The NYT reader has the following features that I love:

o Flawless Article-Map. I've got my sections on the left, the article number on the bottom, and the page number on the bottom right (Though, with a 30" monitor it almost 100% of the time will fit an article onto a single page).

o Great navigation - Cursor Right/Left changes articles. Cursor Up/Down changes Page. Command Up/Down changes Section.

o It's the NYT Paper edition, delivered electronically Sometimes, having that authoritative "We commit this to history" version of the NYT is reassuring, for all its faults.

o Great resizing - Text, Graphics all relocate themselves very well - much better than the nyt.com page. This app works just as cleanly on a 30" monitor as it does a 15" monitor - which is rare for Newspaper readers.

o Much less advertising - I expect that will change, but it's nice to have a pristine page without having to load up your system with ad-blockers - just a single banner at the bottom right now.

o News in Video - All of the video news in a single section. (Great Video Article on West Point Cyber Warfare today, BTW)

o News in Pictures - Nice roundup of all the NYT pictures of the day.

o Latest News - A nice addition - gives you the dynamic element of nyt.com in addition to the authoritative version.

We'll see if I'm as hyper-enthusiastic a couple months from now, but, this is where I'm going for my NYT news. Need to see if WSJ (which has better charts/graphics than the NYT, particularly on the financial side) has a reader as nice as the NYT.

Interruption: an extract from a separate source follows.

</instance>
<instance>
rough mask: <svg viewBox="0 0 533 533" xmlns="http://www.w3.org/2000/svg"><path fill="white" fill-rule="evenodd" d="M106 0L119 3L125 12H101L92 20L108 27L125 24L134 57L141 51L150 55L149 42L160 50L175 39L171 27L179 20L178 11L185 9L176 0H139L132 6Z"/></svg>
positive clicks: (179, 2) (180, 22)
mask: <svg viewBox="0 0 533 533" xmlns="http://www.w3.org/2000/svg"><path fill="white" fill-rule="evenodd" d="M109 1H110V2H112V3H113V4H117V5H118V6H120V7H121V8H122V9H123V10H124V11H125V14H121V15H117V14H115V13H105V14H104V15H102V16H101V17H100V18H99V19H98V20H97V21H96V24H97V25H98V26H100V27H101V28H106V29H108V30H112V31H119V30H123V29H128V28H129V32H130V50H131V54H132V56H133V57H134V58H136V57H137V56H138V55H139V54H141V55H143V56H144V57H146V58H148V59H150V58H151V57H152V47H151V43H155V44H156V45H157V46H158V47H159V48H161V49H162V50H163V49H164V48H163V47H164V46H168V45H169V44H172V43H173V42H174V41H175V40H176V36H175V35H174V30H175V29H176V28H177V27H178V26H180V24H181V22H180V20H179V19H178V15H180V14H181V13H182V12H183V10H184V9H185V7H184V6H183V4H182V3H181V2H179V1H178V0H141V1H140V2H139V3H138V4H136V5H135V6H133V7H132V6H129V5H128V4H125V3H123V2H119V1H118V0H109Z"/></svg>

[Added:] Back in 1999/2000 or thereabouts, there was an earlier version of the NYT reader that I did _not_ like very much. It wasn't as nimble as the existing one, and , incredibly, didn't come out until quite late in the morning. There were several occasions when the -paper- edition was available before the electronic, and the web site was always more complete. Fail.

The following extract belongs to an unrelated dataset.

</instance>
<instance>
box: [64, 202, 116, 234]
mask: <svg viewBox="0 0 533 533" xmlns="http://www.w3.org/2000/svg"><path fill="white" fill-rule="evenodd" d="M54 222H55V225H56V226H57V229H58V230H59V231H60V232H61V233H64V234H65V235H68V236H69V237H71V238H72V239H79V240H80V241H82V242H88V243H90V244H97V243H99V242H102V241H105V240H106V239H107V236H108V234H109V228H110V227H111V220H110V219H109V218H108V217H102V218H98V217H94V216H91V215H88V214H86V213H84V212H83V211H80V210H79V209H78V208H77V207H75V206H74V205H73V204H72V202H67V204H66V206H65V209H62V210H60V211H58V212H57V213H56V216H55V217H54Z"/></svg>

I'm happy to see the following note when I subscribed:

"Getting it first So fast, you get delivery while our presses are still running "

We'll see.



First Major Flaw in Times Reader: Almost all figures, diagrams, and charts are missing. These are present in the Paper, Electronic Edition, and nyt.com. In some cases you barely notice the missing diagram, but in others, such as the Lincoln Center Remodel article, in which _the entire diagram showing the remodeled Lincoln Center - including colored elements showing what has been completed, and what is under construction_ - it's a gaping hole.

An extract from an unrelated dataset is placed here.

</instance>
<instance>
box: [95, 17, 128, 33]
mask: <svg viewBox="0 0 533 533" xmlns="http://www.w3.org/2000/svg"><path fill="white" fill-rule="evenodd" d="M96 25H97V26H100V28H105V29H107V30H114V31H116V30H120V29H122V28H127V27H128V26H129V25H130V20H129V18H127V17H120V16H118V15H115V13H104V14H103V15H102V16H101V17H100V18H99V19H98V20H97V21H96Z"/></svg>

Particularly painful are the missing graphs/charts for business articles. WSJ is typically better than NYT, but eliminating them altogether seriously devalues the Times Reader.


Thanks for the mini-review, sounds like they do deliver a better experience than the Web counterpart. What about links? say to comment on an article from a blog post, or following a link from another site to the NYT? I guess you still need the Web/HTML version for that.

Any reason why it can't be the same experience over a Web browser? Nothing wrong to try and sell subscriptions based on an enhanced experience, just that personally the NYT isn't worth $150+/yr.


Links: The NYT is pretty schizophrenic about links - most of the time they'll link to their own information on a link (ala Wikipedia, but nowhere near as useful), sometimes they'll link to an external resource (Marketwatch for companies), sometimes they'll actually link to the site under review (wolfram alpha) - all of them, of course, require internet access + your browser.

The good news is that all of these links are somehow maintained in the "Time Reader" version of the article - I have no idea how they accomplish that. Makes me think that the paper version is now a _derivative_ of some primary electronic version. Interesting.

Re: Same Experience in Web Browser - After I used Google Maps, I realized that Javascript can do pretty much anything, so I have to believe if someone really, really wanted to, they could create an application that would simulate the "Times Reader" in a browser. I'm guessing that the design team that did this for the NYT probably looked at the toolsets that were available, and that they knew, and just decided that AIR would be the fastest, easiest, and provide the best user experience. I'm guessing here.